Yeah, I know I can recover, that's why I said they are equivalent of C++ exceptions (which can be caught as well). But this is not a recommended idiomatic way of handling expected errors, e.g. input errors, improper configuration, I/O errors etc.
Not always, e.g. not if your class includes a member that is a reference (and, say, aggregate initialization is not allowed for one reason or another).
That's a good point... You might be able to work around that using a template function factory e.g. `make_foobar<ChildrenFooBar>()`. I'm not sure what's a good pattern here, I don't write much C++.

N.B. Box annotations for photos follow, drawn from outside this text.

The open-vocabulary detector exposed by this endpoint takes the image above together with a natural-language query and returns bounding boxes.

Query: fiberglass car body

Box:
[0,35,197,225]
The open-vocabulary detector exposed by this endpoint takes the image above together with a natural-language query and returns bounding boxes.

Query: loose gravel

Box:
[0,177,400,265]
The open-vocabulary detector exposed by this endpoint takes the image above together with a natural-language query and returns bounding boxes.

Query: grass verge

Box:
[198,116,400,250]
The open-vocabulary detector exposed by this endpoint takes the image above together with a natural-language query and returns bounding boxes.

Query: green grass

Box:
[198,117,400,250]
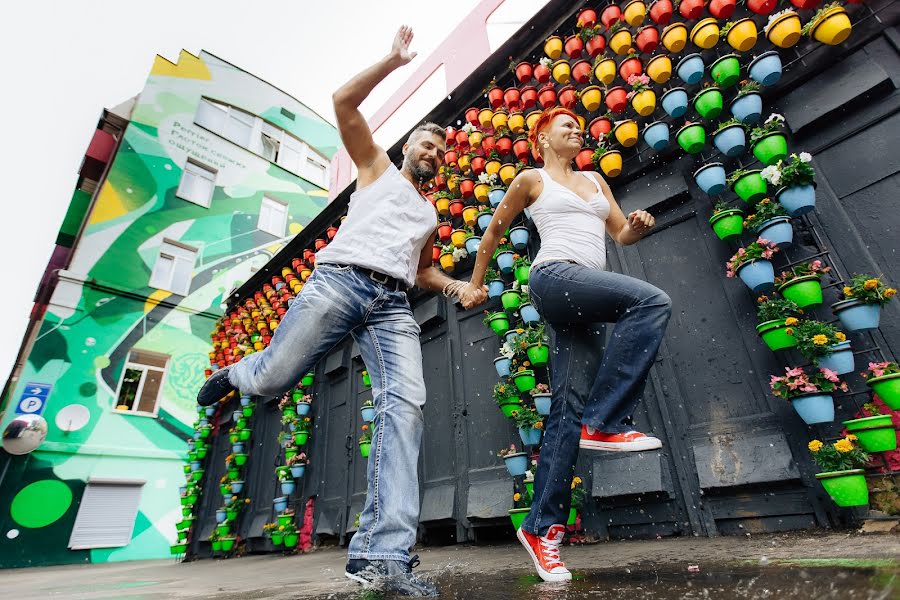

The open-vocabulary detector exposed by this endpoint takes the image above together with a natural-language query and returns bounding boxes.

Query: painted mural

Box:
[0,52,338,567]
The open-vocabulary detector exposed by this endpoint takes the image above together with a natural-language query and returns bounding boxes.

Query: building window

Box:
[116,350,169,416]
[150,240,197,296]
[257,196,287,237]
[175,160,216,208]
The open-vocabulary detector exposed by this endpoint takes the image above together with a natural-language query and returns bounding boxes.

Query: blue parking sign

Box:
[16,383,53,415]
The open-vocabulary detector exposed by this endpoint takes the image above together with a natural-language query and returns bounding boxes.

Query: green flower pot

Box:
[756,319,797,352]
[778,275,822,308]
[816,469,869,506]
[709,208,744,240]
[864,373,900,410]
[732,169,768,204]
[709,54,741,87]
[675,123,706,154]
[753,131,787,166]
[844,415,897,452]
[694,87,724,119]
[525,344,550,367]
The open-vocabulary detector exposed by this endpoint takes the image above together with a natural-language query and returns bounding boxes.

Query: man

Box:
[197,26,487,596]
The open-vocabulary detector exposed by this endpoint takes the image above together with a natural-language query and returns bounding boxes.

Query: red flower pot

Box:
[634,25,656,54]
[572,60,594,84]
[559,85,578,109]
[563,35,584,58]
[575,148,594,171]
[606,85,628,113]
[709,0,737,19]
[503,88,522,110]
[650,0,675,25]
[538,83,556,110]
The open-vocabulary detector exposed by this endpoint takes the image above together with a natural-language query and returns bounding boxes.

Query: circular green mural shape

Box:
[9,479,72,529]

In practice I have not found that running destructor is problematic. In many cases the destructor is the default one that just destructs the fields. When the destructor should be non-default the constructor can leave the object in the move out state either explicitly or via hacks like using T tmp(std::move((*this)) on the error return in the constructor.
Throwing from a constructor is a fundamental way to make it impossible to construct invalid instances of a class. It's great, especially for immutable classes. Throwing from constructor + immutability = no invalid states ever.
> Another favorite “criticism” I have of C++ goes along the lines of “but someone could overload operator+ to be division!” I have only seen that as a contrived critic’s example, or a joke.
Yeah there's definitely criticisms you can throw at C++, but this always struck me as stupid. You could also write an `add` method that divides in Java.
I've never liked the idea of 'operators' in the first place, tbh. Scheme opened my eyes in that they're all just procedures. And then with Smalltalk and Scala I saw that they can all just be methods as well.
I don't see how that is so. C++ 17 allows new Widget to complete and then the priority() call to execute and throw before both are passed to shared_ptr(), thus creating a leak. Your cited example [1] doesn't leak because both arguments are shared_ptr. Seems to me that C++ 17 does indeed solve this latter case but not the former.
> evaluations of A and B are indeterminately sequenced: they may be performed in any order but may not overlap: either A will be complete before B, or B will be complete before A. The order may be the opposite the next time the same expression is evaluated.
And:
> 21) Every expression in a comma-separated list of expressions in a parenthesized initializer is evaluated as if for a function call (indeterminately-sequenced)
Emphasis mine. What the above basically says is that in the case of some function `f(A, B)`, the arguments `A`, and `B`, are what's known as "indeterminately-sequenced" -- this mean that their execution cannot be interleaved (overlap) -- but they still individually execute in a non-deterministic order (A before B, and sometimes B before A)!
With that said, the good news is that B can now never throw in the middle of A, which is precisely what we have in OP's example.
Whew thanks for looking this up! I was afraid I'd have to add yet another entry to my gigantic C++ footguns.org document. It's getting so big now that Emacs struggles a bit to load it due to inline code examples!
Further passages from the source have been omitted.